Aanleiding is een aardig artikel van Marion van ‘t Verlaat in de Leidse universiteitskrant Mare van 28 oktober. Daarin laat zij drie natuurwetenschappers aan het woord over een stelling van Nobelprijswinnaar en natuurkundige Simon van der Meer: ‘Een natuurwetenschapper die in God gelooft, heeft een gespleten persoonlijkheid’.
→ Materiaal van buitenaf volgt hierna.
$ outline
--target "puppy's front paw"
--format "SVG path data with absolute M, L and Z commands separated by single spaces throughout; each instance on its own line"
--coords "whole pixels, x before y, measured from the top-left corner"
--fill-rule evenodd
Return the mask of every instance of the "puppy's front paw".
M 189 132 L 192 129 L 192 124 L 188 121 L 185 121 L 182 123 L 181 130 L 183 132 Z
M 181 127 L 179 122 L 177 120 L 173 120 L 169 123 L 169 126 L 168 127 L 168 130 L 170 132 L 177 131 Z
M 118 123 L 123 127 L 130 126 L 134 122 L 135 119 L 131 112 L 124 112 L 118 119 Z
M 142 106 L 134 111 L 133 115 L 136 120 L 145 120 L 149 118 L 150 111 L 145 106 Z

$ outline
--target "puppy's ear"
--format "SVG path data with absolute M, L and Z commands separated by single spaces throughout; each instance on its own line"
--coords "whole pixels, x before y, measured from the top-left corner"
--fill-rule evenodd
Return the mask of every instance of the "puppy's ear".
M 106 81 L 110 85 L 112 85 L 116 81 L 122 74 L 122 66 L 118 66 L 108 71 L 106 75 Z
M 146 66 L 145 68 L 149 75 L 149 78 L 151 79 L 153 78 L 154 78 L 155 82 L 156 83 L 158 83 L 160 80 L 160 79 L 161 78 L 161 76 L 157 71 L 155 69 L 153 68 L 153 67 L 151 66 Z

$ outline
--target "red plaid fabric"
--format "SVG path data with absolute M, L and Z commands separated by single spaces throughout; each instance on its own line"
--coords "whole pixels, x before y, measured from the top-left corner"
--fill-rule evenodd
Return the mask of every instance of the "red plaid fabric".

Niet waar, roepen de drie. ,,De natuurwetenschap houdt zich bezig met hoe de natuur in elkaar zit. Het antwoord op de vraag waarom vind ik in mijn geloof. Die scheiding kan je goed aanbrengen.” Hier wil ik dan al meteen mijn vinger opsteken. Vragen naar het waarom is immers vragen naar een reden. In het kennelijk verkregen antwoord moet dus iets beredeneerbaars zitten. Maar dan komt er: ,,Geloofsuitspraken kun je niet beredeneren, het is geloven zonder het te begrijpen.” Ziet u, dan begrijp ik het weer niet. Ik geloof er dus niets van dat het waarom van de natuur beantwoord is. Tenzij je dat jezelf wijsmaakt.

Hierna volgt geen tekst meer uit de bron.